As explained in the Wikipedia article, let $C$ and $D$ be categories (which might be the same), and let $F:C\rightarrow D$ and $G:C\rightarrow D$ be functors (which also might be the same). Then a natural transformation is just a collection of morphisms $\eta_X:F(X)\rightarrow G(X)$ in $D$, one for each $X\in\text{Ob}(C)$, such that for any morphism $f:X\rightarrow Y$ in $C$ we have $$\eta_Y\circ F(f)=G(f)\circ \eta_X$$

Intuitively, the idea of a natural transformation is that it is a map between functors, just like a functor is a map between categories. This can be made rigorous by constructing a new category (called the functor category $\text{Funct}(C,D)$), whose objects are functors from $C$ to $D$, and the morphisms are precisely the natural transformations.

The examples provided in the Wikipedia article are also good illustrations of how natural transformations occur - if you need help understanding them, perhaps you can ask a question specifically about the example.

Solution 2:

In complement to Zev's answer, the natural adjective is used in natural transformation for several converging reasons, linked to the roots of category theory in homology and representation theory of algebraic objects.

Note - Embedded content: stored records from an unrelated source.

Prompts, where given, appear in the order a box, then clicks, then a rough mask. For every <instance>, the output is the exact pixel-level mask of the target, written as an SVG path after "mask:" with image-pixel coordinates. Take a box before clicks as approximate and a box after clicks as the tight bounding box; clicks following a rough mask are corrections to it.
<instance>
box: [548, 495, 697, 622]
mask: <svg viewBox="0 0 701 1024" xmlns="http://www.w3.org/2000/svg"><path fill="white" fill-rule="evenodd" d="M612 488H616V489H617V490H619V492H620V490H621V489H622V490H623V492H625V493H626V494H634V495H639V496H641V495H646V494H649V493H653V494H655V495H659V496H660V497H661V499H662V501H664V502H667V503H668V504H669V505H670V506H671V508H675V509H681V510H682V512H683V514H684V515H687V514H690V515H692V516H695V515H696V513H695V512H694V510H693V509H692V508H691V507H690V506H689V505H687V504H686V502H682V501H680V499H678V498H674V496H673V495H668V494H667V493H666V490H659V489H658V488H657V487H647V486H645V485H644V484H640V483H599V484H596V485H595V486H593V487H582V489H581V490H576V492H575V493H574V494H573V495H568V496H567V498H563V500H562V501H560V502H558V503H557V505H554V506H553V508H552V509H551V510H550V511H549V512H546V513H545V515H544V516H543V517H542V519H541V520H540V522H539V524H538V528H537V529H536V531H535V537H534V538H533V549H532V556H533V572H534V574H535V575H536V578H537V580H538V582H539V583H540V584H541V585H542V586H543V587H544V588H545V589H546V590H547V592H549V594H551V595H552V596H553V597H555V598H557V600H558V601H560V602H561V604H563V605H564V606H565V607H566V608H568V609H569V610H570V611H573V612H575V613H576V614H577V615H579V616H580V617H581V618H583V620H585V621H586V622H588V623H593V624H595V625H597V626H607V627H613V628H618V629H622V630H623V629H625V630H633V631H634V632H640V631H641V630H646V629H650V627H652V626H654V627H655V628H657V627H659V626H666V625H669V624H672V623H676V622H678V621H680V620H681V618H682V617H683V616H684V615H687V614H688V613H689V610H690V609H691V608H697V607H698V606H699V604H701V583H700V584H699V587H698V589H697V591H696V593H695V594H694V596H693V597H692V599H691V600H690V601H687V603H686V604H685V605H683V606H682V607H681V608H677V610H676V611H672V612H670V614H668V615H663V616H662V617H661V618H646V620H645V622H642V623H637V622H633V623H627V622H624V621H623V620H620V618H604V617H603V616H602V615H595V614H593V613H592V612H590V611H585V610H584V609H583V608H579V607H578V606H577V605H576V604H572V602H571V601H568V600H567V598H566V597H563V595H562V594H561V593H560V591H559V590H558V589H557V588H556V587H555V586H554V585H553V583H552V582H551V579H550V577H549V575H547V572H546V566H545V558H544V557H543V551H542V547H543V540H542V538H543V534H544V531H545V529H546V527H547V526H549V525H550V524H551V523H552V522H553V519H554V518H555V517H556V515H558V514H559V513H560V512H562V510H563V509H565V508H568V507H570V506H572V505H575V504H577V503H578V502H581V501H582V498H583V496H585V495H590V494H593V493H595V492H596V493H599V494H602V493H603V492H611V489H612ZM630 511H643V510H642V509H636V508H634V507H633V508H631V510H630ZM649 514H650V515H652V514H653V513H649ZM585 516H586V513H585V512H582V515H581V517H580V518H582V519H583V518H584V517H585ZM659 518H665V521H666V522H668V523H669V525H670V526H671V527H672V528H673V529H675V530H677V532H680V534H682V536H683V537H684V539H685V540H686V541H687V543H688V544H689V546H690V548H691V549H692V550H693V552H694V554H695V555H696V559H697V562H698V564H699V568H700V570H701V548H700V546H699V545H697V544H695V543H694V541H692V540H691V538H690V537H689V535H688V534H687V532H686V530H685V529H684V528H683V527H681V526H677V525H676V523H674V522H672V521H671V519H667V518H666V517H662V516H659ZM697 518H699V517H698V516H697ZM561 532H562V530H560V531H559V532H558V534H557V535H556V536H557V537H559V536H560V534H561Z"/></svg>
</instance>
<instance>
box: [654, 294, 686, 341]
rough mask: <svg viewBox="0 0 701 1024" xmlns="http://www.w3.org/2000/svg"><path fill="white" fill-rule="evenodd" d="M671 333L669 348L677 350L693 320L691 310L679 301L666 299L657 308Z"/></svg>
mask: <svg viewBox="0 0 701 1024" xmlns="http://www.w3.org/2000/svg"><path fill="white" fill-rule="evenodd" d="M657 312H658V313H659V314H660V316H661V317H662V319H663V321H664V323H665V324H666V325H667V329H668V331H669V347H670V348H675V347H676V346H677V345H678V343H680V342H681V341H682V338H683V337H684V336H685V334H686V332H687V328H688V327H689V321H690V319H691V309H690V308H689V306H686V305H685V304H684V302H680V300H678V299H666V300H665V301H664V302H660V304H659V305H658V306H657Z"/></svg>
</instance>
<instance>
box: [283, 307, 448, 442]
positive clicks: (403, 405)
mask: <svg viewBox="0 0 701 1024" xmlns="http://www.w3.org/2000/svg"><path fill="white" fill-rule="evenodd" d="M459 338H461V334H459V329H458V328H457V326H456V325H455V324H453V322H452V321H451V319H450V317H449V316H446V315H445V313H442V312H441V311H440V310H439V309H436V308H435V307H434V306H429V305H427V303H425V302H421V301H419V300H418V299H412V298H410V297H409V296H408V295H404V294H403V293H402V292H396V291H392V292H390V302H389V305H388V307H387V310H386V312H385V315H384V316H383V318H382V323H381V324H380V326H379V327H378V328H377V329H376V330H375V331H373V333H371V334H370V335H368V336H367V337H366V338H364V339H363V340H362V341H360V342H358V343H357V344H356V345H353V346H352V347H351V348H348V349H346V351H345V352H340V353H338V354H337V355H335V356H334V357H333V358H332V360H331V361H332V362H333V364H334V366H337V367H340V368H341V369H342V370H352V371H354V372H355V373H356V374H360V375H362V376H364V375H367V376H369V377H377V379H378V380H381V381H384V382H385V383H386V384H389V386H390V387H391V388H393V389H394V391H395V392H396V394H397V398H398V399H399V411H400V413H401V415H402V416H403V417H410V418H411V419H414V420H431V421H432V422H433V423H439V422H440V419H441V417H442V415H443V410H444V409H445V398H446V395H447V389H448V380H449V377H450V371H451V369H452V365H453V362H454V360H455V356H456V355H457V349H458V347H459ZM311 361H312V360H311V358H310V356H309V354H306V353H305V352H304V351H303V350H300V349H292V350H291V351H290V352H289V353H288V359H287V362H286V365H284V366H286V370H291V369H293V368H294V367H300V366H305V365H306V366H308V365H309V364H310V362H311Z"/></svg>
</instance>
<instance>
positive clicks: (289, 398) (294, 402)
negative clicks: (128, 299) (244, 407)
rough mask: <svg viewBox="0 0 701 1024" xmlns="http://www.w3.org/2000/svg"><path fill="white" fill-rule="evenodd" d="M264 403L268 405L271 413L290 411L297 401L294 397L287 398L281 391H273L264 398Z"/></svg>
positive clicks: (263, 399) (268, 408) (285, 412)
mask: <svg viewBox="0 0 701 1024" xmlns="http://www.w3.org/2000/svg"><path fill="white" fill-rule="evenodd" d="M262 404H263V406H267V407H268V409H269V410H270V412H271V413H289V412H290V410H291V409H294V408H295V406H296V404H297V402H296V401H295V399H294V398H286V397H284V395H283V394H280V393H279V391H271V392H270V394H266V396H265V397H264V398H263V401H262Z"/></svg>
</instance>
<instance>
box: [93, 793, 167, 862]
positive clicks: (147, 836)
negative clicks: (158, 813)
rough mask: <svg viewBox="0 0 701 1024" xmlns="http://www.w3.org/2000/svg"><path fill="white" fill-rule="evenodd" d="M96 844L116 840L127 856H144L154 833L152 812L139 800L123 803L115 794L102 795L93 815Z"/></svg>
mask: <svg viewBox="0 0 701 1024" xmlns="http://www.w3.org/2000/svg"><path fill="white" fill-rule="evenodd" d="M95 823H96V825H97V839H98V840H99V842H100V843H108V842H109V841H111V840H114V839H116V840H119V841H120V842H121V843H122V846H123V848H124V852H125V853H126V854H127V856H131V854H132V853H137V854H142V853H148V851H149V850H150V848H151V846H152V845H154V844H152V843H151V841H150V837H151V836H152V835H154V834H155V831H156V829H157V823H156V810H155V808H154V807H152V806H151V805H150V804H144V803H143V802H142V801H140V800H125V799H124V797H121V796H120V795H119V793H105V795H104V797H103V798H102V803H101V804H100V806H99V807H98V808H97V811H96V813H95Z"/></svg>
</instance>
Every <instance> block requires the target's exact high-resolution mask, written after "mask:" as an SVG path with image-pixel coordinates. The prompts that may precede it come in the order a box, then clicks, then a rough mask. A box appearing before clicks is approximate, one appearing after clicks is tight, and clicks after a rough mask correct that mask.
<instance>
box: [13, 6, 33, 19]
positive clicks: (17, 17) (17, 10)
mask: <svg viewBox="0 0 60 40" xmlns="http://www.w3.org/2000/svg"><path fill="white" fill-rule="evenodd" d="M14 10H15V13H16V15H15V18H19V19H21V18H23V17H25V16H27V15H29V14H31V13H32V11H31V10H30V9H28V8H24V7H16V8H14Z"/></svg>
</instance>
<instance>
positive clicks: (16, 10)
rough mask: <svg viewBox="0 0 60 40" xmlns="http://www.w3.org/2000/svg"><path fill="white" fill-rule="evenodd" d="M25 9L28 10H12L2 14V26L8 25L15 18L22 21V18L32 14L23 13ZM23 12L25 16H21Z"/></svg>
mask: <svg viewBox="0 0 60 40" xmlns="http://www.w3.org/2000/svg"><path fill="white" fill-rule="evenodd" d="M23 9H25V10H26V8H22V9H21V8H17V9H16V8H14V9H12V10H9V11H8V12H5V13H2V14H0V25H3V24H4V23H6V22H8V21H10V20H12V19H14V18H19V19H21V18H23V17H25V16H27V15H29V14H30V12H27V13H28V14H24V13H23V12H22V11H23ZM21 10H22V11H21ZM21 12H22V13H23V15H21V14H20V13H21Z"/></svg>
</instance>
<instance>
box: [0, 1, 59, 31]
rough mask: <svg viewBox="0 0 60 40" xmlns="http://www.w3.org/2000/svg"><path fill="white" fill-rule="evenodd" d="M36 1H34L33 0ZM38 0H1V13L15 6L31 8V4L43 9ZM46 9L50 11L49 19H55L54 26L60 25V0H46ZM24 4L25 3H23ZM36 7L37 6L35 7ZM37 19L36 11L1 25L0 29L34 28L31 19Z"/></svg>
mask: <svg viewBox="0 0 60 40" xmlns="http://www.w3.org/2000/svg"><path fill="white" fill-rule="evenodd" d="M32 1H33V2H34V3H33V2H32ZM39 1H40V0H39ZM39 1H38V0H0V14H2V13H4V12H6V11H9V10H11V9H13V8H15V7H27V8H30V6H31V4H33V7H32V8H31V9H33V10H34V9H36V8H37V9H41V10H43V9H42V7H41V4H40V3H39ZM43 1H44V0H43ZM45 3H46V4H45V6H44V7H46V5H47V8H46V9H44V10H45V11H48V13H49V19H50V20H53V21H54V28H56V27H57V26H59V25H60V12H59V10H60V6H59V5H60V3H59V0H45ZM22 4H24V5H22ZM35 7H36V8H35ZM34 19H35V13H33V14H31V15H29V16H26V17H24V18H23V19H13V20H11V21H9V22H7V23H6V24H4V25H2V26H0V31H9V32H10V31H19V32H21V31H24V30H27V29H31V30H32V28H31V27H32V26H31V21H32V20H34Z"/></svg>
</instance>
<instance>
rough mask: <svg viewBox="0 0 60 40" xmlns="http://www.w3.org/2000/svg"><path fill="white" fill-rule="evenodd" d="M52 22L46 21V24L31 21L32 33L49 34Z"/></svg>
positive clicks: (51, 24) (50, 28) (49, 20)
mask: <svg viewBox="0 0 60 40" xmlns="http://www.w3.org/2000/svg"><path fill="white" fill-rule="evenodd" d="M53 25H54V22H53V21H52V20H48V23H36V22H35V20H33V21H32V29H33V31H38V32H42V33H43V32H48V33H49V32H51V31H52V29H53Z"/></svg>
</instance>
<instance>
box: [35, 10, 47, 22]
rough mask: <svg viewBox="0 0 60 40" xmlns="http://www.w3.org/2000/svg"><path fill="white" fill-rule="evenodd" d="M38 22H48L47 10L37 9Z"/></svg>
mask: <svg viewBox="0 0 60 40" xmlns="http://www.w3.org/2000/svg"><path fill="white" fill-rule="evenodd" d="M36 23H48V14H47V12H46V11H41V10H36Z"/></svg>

What is natural is that a set of functors between the same two categories ($C$ and $D$ to take Zev's notation) can be seen as a category if its arrows (transformation between functors) preserves key topological properties of the relation between $C$ and $D$.

To transfer that to a limited but more explicit family of examples, if you see the functors as calculating invariants, characteristic classes, derived objects, etc. of objects in $C$ (algebraic objects, spaces, functions, etc.) as members of $D$ (groups, rings, set cardinals, trees, etc.), the commutativity of the diagram between functors and a natural transformation produces very strong constraints on both and allows you to select mathematical notions (i.e. specific functors) according to their mutual compatibility and consistency, their network of relationships (natural transformations) becoming the real objects of study (the natural ones some mathematicians would say) and subsuming the initial study of the objects in the category $C$ through the invariants expressed in $D$, if $D$ is well chosen (see also the Yoneda Lemma when $C=D$).

This is one way to see the path from the study of polynomial equations to the study of Galois theory, or the path from the study of symmetry of regular geometrical objects to the study of representations of groups among others (see one of the other answers for illustration with homotopy groups).

This gives you a hint that category theory is a powerful accelerator of abstraction and of exploration of regular concepts. Naturalness has also its drawbacks but this is not the subject here.

Solution 3:

Naturality at a lower level sometimes refers to functoriality: for example, the fundamental group $\pi_1$ is "natural" because $\pi_1$ is a functor $\mathbf{Top}^* \to \mathbf{Grp}$, so if you have a continuous map $f : X \to Y$, then you get a homomorphism $f_* : \pi_1(X, x) \to \pi_1(Y, f(x))$.

An example of a "natural" isomorphism is the canonical isomorphism between a finite-dimensional vector space $V$ and its double-dual $V^{**}$. Again, this is natural because the double-dual $(-)^{**}$ is a functor $\mathbf{Vec} \to \mathbf{Vec}$. It's canonical because it's choice-free, in some sense. It's also natural in the technical sense: there is a natural transformation $\eta$ from the identity functor to the double-dual functor $(-)^{**}$, and the component $\eta_V : V \to V^{**}$ of $\eta$ at each finite-dimensional vector space is an isomorphism.